- Born: July 10, 1909 Dallas, Texas, United States
- Died: July 20, 2001 (aged 92)
- Occupations: Real estate developer and civic leader

= John M. Stemmons =

John Millard Stemmons (July 10, 1909 - July 20, 2001) was a real estate developer and civic leader in Dallas, Texas. He is best known for his efforts to develop the former flood plain of the Trinity River and his lucrative donation of land for the Stemmons Freeway that was named for his father, Leslie Stemmons.

== Early life ==

Stemmons attended public schools in Illinois and Dallas, Texas. He graduated from Sunset High School in Dallas in 1927 and attended Washington and Lee University, where he received a football injury that prevented his service in World War II. He is a Member of the Sunset High School Hall of Fame.

== Career ==

He joined his father's company, Industrial Properties Corporation, in 1931. The company's business was the development of the land recovered by the erection of a flood-controlling levee system. He continued with the company after his father's death in 1939, rising to become president of Industrial Properties Corporation in 1954 and Chairman/CEO in 1971. He retired in 1994 and was elected Chairman Emeritus.

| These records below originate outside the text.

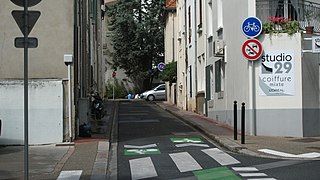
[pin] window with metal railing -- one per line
(306, 12)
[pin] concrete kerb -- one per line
(222, 141)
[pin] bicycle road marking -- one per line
(185, 162)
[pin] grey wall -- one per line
(54, 30)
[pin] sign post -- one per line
(26, 20)
(252, 49)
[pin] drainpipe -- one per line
(75, 55)
(195, 47)
(252, 81)
(70, 102)
(186, 50)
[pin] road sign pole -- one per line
(26, 130)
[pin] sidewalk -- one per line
(275, 147)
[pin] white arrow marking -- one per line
(142, 151)
(283, 154)
(142, 168)
(220, 156)
(244, 169)
(70, 175)
(187, 140)
(191, 144)
(140, 147)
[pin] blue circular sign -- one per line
(161, 66)
(251, 27)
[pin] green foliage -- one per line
(137, 35)
(169, 73)
(281, 25)
(119, 89)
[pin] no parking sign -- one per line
(252, 49)
(161, 66)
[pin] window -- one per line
(219, 76)
(189, 24)
(210, 46)
(200, 14)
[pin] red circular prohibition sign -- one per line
(252, 49)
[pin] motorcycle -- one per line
(97, 106)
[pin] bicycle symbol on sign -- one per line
(251, 27)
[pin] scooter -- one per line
(97, 106)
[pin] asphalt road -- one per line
(150, 143)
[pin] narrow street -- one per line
(152, 143)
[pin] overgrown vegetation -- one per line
(119, 89)
(137, 35)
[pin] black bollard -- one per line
(243, 123)
(235, 125)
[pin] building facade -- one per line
(213, 72)
(72, 29)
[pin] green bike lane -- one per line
(153, 144)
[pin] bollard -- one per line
(243, 123)
(235, 125)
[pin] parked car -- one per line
(158, 93)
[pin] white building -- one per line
(225, 75)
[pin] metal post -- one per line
(243, 123)
(113, 88)
(26, 132)
(70, 102)
(235, 125)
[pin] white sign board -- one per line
(276, 76)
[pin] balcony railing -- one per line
(306, 12)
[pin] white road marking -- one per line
(191, 144)
(245, 169)
(252, 174)
(140, 121)
(220, 156)
(185, 162)
(140, 147)
(283, 154)
(70, 175)
(142, 168)
(263, 179)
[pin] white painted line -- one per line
(140, 147)
(185, 162)
(244, 169)
(263, 179)
(70, 175)
(140, 121)
(283, 154)
(99, 170)
(252, 174)
(191, 144)
(220, 156)
(142, 168)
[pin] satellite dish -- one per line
(21, 2)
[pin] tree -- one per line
(137, 34)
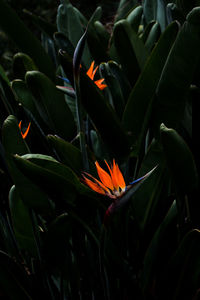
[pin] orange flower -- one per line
(91, 72)
(24, 135)
(111, 184)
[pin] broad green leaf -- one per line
(133, 54)
(146, 30)
(180, 278)
(3, 75)
(69, 154)
(51, 105)
(21, 64)
(153, 37)
(13, 143)
(117, 100)
(97, 45)
(8, 103)
(102, 33)
(69, 22)
(120, 76)
(124, 8)
(8, 242)
(155, 10)
(186, 6)
(178, 73)
(42, 24)
(24, 39)
(57, 180)
(174, 13)
(21, 222)
(134, 18)
(180, 160)
(14, 281)
(160, 248)
(103, 117)
(24, 96)
(139, 106)
(151, 202)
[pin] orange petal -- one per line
(94, 186)
(99, 84)
(24, 135)
(117, 177)
(91, 72)
(104, 177)
(20, 125)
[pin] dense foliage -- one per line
(59, 239)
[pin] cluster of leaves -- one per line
(53, 244)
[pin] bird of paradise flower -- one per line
(112, 184)
(90, 73)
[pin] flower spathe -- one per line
(111, 184)
(24, 135)
(91, 73)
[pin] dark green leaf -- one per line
(133, 54)
(178, 73)
(21, 223)
(138, 109)
(24, 39)
(51, 104)
(103, 117)
(13, 279)
(179, 159)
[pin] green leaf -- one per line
(69, 154)
(8, 103)
(134, 18)
(139, 106)
(180, 279)
(124, 8)
(174, 13)
(42, 24)
(178, 73)
(103, 117)
(21, 64)
(24, 39)
(133, 54)
(150, 202)
(97, 44)
(117, 100)
(57, 180)
(153, 37)
(3, 75)
(69, 23)
(51, 105)
(180, 160)
(24, 96)
(21, 222)
(160, 249)
(155, 10)
(13, 280)
(13, 143)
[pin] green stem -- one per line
(81, 129)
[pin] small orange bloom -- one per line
(111, 185)
(91, 72)
(24, 135)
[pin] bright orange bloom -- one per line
(111, 185)
(91, 72)
(24, 135)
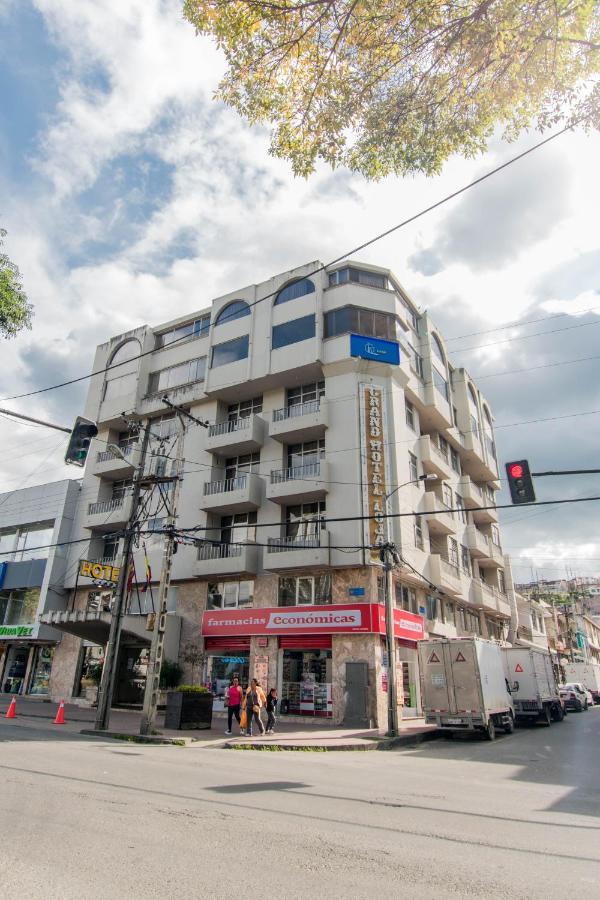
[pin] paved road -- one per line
(85, 817)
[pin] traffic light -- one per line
(79, 442)
(519, 482)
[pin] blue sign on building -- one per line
(375, 348)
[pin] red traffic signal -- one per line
(520, 482)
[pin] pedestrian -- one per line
(271, 710)
(255, 700)
(234, 703)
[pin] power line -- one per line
(349, 253)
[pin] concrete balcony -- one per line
(444, 575)
(297, 552)
(218, 560)
(439, 520)
(238, 494)
(240, 436)
(434, 462)
(106, 515)
(308, 482)
(304, 422)
(477, 542)
(108, 465)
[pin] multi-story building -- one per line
(331, 403)
(34, 524)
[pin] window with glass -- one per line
(292, 332)
(238, 528)
(358, 276)
(244, 409)
(295, 290)
(176, 376)
(230, 594)
(413, 471)
(305, 393)
(242, 465)
(194, 329)
(354, 319)
(305, 519)
(418, 532)
(230, 351)
(235, 310)
(304, 590)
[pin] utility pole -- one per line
(109, 671)
(158, 634)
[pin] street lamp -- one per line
(390, 558)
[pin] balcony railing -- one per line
(105, 506)
(299, 409)
(229, 427)
(296, 473)
(293, 542)
(219, 551)
(107, 455)
(223, 487)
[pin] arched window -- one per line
(295, 290)
(122, 379)
(236, 310)
(437, 348)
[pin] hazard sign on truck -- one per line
(463, 686)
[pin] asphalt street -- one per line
(520, 818)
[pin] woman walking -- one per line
(255, 700)
(234, 702)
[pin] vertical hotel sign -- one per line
(375, 478)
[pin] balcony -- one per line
(304, 422)
(106, 515)
(308, 482)
(297, 552)
(238, 494)
(109, 465)
(217, 560)
(445, 575)
(240, 436)
(439, 519)
(433, 460)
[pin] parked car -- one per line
(578, 698)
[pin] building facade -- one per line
(336, 421)
(32, 576)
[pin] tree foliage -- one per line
(398, 86)
(15, 311)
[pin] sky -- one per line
(130, 196)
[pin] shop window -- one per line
(292, 332)
(304, 590)
(230, 594)
(295, 290)
(177, 376)
(230, 351)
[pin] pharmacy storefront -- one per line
(304, 652)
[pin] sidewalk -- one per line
(124, 724)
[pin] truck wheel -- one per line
(490, 731)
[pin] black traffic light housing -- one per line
(79, 442)
(520, 482)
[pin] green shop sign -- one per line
(16, 630)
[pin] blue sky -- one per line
(130, 196)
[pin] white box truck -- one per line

Initial development of the recovered land was slowed by the onset of the Great Depression. Stemmons partnered with Trammell Crow in the years following World War II as the growing economy improved the value of the property. Their partnership ended when Crow's proposed Dallas Market Center project would involve considerable borrowing at the rate of 6% interest. Stemmons could not imagine carrying such expensive debt, and so sold his interest to Crow.

Stemmons's donation of 100 acre of the recovered flood plain to the Texas Highway Department was beneficial in saving the state the cost of acquisition but was even more beneficial to Stemmons and IPC. In the terms of the gift, Stemmons stipulated that frontage roads be added to the project to provide freeway access that vastly increased the value of his property.